None of the above science teasers are intended to be the final word or meant to suggest that iron had little effect. In fact the addition of iron induced the production of many tons of phytoplankton growth in our study patch, and these effects were obvious just looking at the color of this "green" water in our study site. What it does point to are some of the complications of making simple or quick extrapolations from this study to large issues of C uptake and climate change. Does iron induce phytoplankton communities that are more or less efficient at removing CO2 from the atmosphere? What are the secondary effects of Fe on community structure and surface ocean chemistry? How long would these effects be felt in terms of local biological or chemical change? What other secondary controls are there on C uptake, export and sequestration to the deep ocean?
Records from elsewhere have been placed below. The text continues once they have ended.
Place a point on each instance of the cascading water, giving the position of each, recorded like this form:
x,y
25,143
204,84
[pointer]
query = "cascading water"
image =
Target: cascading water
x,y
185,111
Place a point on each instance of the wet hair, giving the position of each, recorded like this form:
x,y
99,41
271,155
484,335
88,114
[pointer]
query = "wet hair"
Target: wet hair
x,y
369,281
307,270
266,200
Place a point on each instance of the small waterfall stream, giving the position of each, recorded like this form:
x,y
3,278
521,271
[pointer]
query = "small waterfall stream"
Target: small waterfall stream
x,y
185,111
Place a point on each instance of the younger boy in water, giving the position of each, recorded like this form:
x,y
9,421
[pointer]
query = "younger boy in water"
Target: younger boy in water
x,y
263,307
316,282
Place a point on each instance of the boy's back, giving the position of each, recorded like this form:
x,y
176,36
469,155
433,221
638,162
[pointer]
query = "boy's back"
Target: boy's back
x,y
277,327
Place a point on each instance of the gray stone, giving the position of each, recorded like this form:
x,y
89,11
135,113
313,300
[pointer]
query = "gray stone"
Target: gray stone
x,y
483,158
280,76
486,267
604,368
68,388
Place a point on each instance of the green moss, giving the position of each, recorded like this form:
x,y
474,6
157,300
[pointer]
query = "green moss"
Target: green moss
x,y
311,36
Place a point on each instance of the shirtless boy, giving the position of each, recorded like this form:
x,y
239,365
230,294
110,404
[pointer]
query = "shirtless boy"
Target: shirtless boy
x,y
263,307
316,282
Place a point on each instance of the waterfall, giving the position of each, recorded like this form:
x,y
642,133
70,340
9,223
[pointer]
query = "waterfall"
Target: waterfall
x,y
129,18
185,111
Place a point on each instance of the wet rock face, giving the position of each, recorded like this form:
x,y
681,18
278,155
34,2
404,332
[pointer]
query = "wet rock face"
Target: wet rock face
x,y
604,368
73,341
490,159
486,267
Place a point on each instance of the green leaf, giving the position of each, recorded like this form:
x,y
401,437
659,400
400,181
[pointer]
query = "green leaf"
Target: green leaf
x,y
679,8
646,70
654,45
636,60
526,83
Im just skimming the surface of this interesting story for our web site. Keep in mind that the interpretation and even the data themselves are subject to change as we recalibrate our instruments, check data and make final measurements. For now, we are pleased to have contributed to this experiment and hope you will keep an eye out for the real science stories that emerge.

At this moment, it is as if each of the 3 ships left with small pile of pieces to a complicated jigsaw puzzle. Now it's time to put our pieces on the table (hopefully we none have fallen off the table!) and see what image emerges from this amazing experiment.